Recycled Material Supplies pleaded guilty to offences under Section 33(1)(a) of the Health and Safety at Work etc. Act after failing to fulfil duties under Sections 2 and 3 of the Act.
The company was sentenced at Southwark Crown Court on 5 May 2026, where it was also ordered to pay £16,195 in costs.
The case followed an investigation by the Health and Safety Executive (HSE), which found employees, agency workers and other people on site had been put at risk of death or serious personal injury.
HSE enforcement lawyer Rebecca Schwartz said “This company put the lives of its workers at danger in a number of ways.
“Given the size and weight of skips, the potential consequences of any collapse were potentially catastrophic.
“The waste and recycling industry has a poor safety record and it is only due to sheer good fortune that nobody was seriously injured or killed.”
Pedestrians put in path of moving vehicles
Inspectors visited the company’s Ashleigh Commercial Estate site on 11 August 2022 and observed multiple health and safety failings.
Various vehicles, including tipper lorries and loading shovels, were operating freely around the yard, while the designated pedestrian entrance had been chained and padlocked.
As a result, pedestrians were forced to use the same entrance route as heavy goods vehicles, with no effective segregation measures, designated walkways or crossing points in place.
Although the company had produced a visual traffic management plan, HSE found it was neither visible to staff nor visitors and had become outdated following changes to the site layout.
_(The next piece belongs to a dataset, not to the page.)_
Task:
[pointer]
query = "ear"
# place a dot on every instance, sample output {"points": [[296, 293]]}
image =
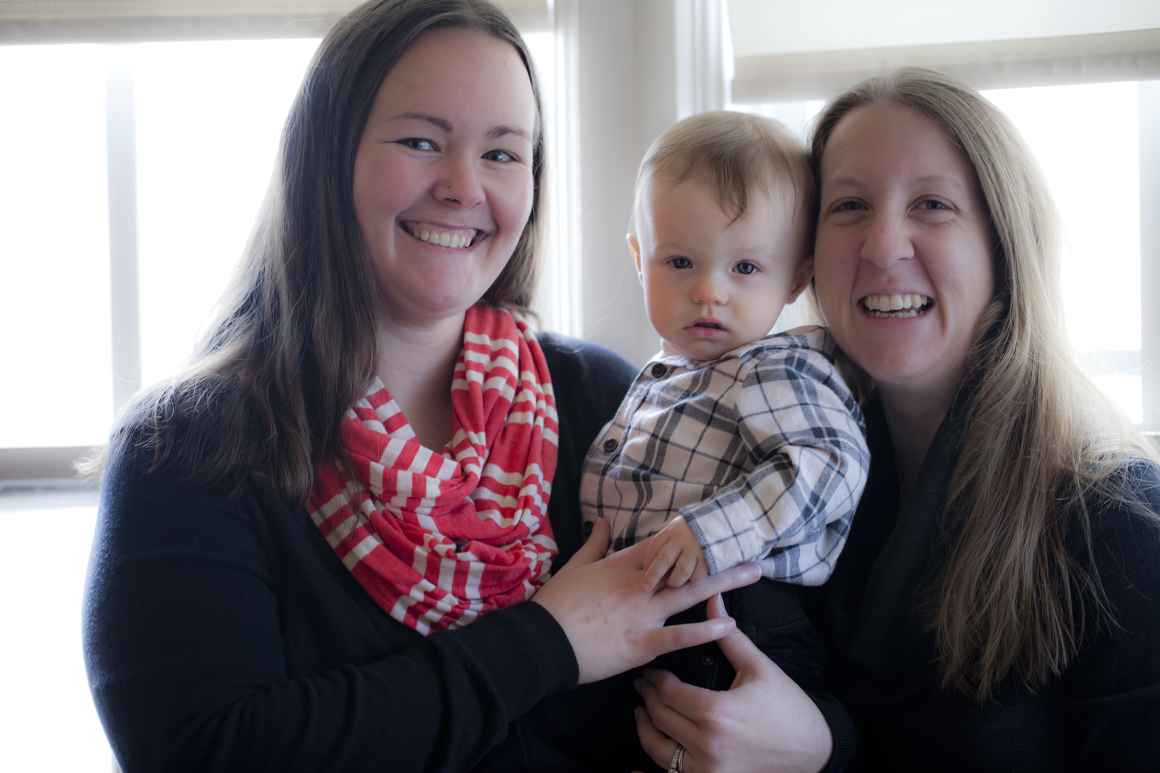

Investigators said the plan failed to address key pedestrian movements, including routes across the yard to welfare facilities such as toilets.
Unsafe skip stacks posed collapse risk
The site also had unsafe skip storage practices, with skips stacked as high as three units in some areas. Several of the skips were deformed, increasing the instability of the stacks and raising the likelihood of collapse or falling materials.
The skips had been stacked in areas regularly accessed by workers on foot and by vehicles, creating what HSE described as a significant risk of serious injury or death.
The concerns prompted a further HSE visit 11 days later after improvement notices had been served on the company requiring remedial action within a specified timeframe.
The subsequent investigation found the company had previously been subject to enforcement action.
In 2019, prohibition notices had been issued in relation to stockpiling and risks associated with collapse.
Schwartz added: “The fact this company had previously been made aware of its legal duties, makes this case the more stark.
“We take these failures seriously and will hold those to account who fail to keep their workers and other people safe.”
What on earth is going through someone’s mind to stack those skips like that and think, “Yep, it looks safe”?
It’s absolutely beyond me how the management at that site can just walk by these serious hazards and pretend they don’t exist.
No wonder this industry has such a terrible reputation when it comes to workplace safety.